Single by Samantha Jade

from the album Nine
- Released: 26 February 2016
- Recorded: 2015
- Genre: Pop
- Length: 3:01
- Label: Sony
- Songwriters: Samantha Jade; Jon Levine; Carmen Reece;
- Producer: Jon Levine

Samantha Jade singles chronology
| "Shake That" (2015) | "Always" (2016) | "Hurt Anymore" (2016) |

Music video
- "Always" on YouTube

= Always (Samantha Jade song) =

"Always" is a song by Australian recording artist, Samantha Jade. The song was written by Samantha Jade, Jon Levine & Carmen Reece. It was released as the second single from Nine on 26 February 2016. The song's accompanying music video was released on 3 March 2016.

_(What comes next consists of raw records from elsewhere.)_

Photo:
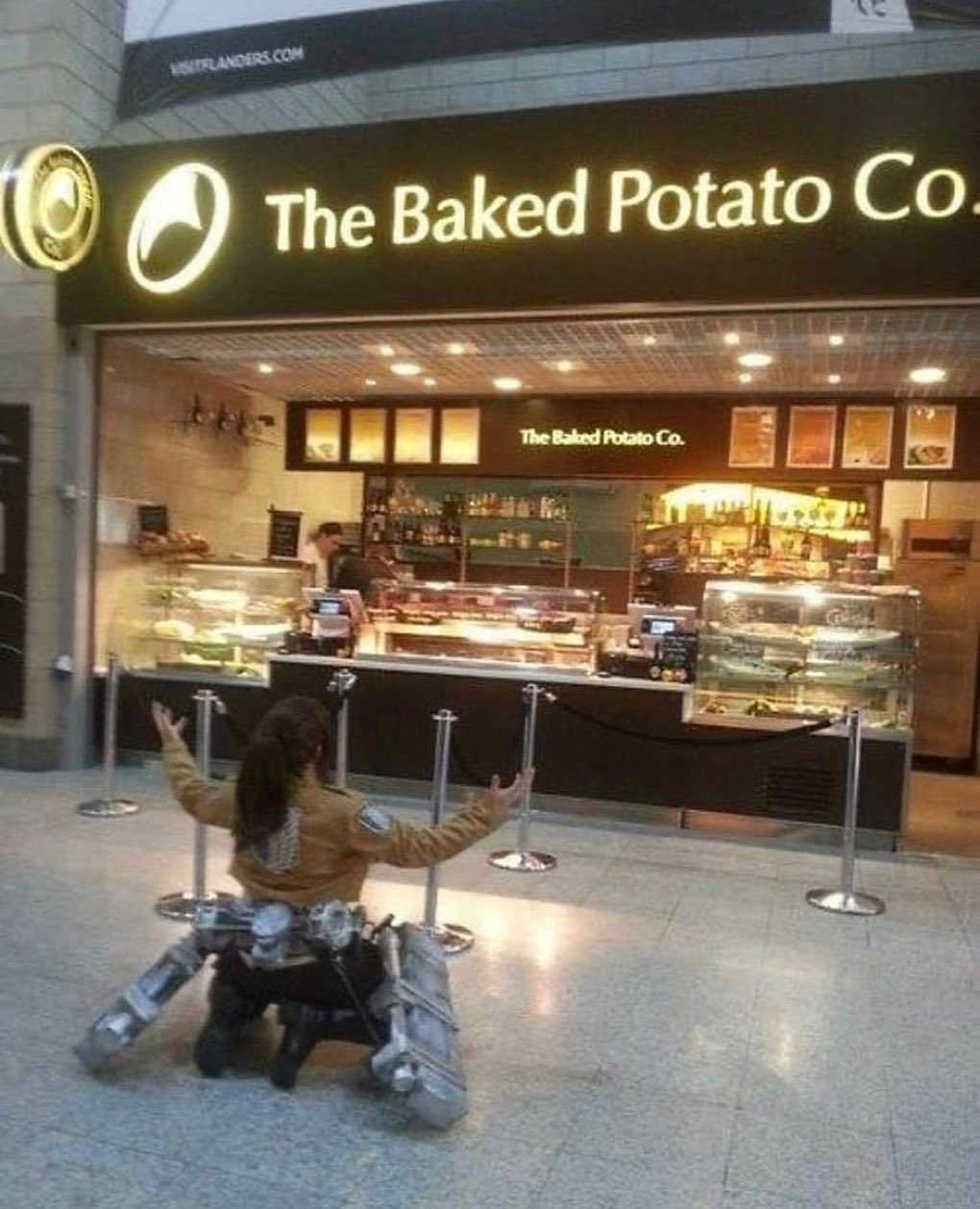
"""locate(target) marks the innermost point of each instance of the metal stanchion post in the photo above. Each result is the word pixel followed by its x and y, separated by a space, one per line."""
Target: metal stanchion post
pixel 845 901
pixel 341 683
pixel 522 858
pixel 453 937
pixel 184 903
pixel 109 805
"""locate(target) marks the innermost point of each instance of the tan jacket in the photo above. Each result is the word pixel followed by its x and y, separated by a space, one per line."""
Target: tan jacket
pixel 340 835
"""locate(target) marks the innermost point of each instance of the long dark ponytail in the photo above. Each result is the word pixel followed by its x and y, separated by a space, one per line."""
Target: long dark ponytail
pixel 284 744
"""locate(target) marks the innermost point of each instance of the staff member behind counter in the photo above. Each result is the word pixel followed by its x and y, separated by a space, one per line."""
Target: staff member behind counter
pixel 301 843
pixel 341 571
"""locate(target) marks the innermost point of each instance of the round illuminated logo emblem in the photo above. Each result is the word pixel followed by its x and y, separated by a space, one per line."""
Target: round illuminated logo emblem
pixel 191 200
pixel 48 206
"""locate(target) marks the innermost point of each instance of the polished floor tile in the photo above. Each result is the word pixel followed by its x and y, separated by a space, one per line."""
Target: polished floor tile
pixel 661 1022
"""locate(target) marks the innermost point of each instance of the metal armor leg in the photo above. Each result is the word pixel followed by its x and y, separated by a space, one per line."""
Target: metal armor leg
pixel 140 1002
pixel 421 1060
pixel 215 926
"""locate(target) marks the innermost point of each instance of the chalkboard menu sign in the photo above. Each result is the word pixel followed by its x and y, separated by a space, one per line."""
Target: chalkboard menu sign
pixel 154 519
pixel 284 533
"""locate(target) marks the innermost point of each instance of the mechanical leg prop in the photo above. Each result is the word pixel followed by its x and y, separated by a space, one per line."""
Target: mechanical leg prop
pixel 412 1008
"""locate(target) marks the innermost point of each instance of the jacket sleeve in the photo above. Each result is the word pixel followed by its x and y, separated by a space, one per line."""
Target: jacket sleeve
pixel 375 834
pixel 210 802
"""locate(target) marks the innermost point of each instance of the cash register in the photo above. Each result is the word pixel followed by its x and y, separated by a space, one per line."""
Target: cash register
pixel 332 619
pixel 662 645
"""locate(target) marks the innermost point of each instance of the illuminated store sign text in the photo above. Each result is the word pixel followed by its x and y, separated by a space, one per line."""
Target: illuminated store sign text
pixel 627 200
pixel 586 436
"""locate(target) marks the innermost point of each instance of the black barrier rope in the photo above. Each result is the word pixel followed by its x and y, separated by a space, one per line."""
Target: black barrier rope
pixel 684 741
pixel 464 767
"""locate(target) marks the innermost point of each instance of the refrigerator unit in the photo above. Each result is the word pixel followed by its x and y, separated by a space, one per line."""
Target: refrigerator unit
pixel 942 558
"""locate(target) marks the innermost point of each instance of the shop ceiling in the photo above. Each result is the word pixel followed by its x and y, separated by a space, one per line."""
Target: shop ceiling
pixel 847 351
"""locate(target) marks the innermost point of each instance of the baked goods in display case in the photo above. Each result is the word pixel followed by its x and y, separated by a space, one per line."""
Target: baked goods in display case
pixel 538 627
pixel 805 652
pixel 212 617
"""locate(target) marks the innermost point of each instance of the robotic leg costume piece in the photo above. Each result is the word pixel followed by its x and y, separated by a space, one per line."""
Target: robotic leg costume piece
pixel 412 1007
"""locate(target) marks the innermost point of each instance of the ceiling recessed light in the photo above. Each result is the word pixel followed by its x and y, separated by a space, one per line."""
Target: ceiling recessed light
pixel 928 374
pixel 755 360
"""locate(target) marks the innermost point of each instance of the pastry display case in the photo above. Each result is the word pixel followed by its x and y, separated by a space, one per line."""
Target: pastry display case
pixel 804 651
pixel 218 618
pixel 550 627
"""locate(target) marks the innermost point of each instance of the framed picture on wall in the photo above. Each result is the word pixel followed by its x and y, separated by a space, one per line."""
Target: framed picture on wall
pixel 812 438
pixel 868 438
pixel 751 441
pixel 929 436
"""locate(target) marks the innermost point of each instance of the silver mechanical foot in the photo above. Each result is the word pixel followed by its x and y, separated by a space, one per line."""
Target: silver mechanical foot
pixel 107 807
pixel 184 904
pixel 522 862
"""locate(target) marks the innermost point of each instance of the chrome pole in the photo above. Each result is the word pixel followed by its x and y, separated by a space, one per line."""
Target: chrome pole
pixel 341 683
pixel 522 858
pixel 184 903
pixel 845 901
pixel 109 805
pixel 453 937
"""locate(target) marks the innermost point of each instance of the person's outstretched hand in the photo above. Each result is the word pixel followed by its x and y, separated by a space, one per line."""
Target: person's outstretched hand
pixel 164 722
pixel 502 800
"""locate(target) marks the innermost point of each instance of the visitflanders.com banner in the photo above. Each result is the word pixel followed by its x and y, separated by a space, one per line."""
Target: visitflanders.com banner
pixel 182 51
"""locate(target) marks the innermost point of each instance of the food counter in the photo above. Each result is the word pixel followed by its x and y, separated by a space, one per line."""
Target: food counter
pixel 612 746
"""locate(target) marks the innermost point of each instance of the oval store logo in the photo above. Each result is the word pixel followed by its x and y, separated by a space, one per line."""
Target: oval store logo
pixel 48 206
pixel 178 229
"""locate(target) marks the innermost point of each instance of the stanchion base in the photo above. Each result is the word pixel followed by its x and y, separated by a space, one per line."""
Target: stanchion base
pixel 844 903
pixel 453 937
pixel 522 862
pixel 107 807
pixel 183 904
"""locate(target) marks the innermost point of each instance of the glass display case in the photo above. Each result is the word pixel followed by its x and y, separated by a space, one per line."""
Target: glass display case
pixel 550 627
pixel 218 618
pixel 805 651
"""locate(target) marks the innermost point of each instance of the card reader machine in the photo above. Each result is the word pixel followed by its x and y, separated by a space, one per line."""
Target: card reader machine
pixel 332 619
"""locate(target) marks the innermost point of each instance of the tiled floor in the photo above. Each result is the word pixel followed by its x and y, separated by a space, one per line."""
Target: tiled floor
pixel 659 1024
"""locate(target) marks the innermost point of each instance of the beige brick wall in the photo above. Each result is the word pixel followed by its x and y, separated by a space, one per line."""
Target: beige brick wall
pixel 210 482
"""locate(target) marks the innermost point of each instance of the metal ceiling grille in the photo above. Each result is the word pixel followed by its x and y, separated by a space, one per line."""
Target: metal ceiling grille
pixel 873 352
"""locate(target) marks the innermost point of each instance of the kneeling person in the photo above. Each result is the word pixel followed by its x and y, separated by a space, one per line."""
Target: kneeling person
pixel 300 843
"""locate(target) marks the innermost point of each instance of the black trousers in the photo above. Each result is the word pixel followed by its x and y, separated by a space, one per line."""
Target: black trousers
pixel 315 983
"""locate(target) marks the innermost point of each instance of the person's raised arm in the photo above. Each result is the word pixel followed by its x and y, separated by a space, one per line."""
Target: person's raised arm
pixel 210 802
pixel 374 834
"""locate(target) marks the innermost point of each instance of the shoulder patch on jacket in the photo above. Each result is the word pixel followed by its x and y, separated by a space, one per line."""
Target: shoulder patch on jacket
pixel 374 820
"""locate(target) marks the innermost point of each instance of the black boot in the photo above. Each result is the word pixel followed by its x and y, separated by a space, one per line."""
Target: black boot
pixel 229 1016
pixel 303 1027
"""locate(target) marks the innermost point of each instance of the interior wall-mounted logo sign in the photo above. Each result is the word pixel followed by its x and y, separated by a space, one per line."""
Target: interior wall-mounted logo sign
pixel 643 438
pixel 48 206
pixel 178 229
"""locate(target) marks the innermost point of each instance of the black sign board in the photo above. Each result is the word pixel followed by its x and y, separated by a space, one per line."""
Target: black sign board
pixel 284 533
pixel 857 191
pixel 154 519
pixel 14 459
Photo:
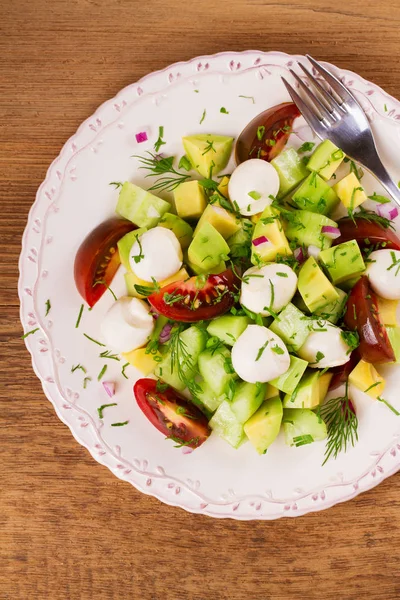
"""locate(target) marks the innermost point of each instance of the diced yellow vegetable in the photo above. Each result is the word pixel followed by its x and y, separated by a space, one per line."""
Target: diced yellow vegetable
pixel 350 191
pixel 367 379
pixel 388 311
pixel 143 362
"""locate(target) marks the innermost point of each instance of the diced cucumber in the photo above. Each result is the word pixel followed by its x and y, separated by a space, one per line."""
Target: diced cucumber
pixel 226 425
pixel 228 328
pixel 291 170
pixel 263 427
pixel 289 381
pixel 139 206
pixel 247 398
pixel 305 228
pixel 315 195
pixel 215 367
pixel 302 426
pixel 177 372
pixel 292 326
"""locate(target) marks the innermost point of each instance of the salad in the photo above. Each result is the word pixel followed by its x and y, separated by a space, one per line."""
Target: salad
pixel 247 298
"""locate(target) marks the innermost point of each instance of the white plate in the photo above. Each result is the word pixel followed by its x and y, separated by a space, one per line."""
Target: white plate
pixel 215 479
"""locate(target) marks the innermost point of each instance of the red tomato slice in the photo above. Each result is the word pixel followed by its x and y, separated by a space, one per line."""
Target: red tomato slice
pixel 362 315
pixel 266 135
pixel 197 299
pixel 366 234
pixel 97 259
pixel 171 413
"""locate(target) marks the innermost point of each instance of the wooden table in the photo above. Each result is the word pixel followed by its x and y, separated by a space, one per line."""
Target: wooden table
pixel 69 528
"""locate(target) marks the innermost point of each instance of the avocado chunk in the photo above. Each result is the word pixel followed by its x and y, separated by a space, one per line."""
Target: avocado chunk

==Background and release==
"Always" was the final track written for Nine. Jade describes it as being "about finding that person, your one, the one you keep falling in love with" and as one of the album's "very fun pop songs that make you feel like letting go and enjoying the good times".

The song was originally scheduled for release as a single on 6 November 2015. It was announced and released for pre-order on 6 October 2015, however Jade changed course and decided to give previous single "Shake That" a second promotional push and "give the album its moment as well."

On 10 February 2016, Jade re-announced "Always" as her next single, for release on 26 February 2016. On 14 February 2016, Jade launched an "Always" Valentine's Day promotion through Tweematic, an online "photo booth" where fans could take a picture with her to share on social media.

A "stream to unlock" promotion was unveiled on 17 February 2016, where a behind-the-scenes look at the music video would be unlocked after reaching a certain amount of streams on Spotify.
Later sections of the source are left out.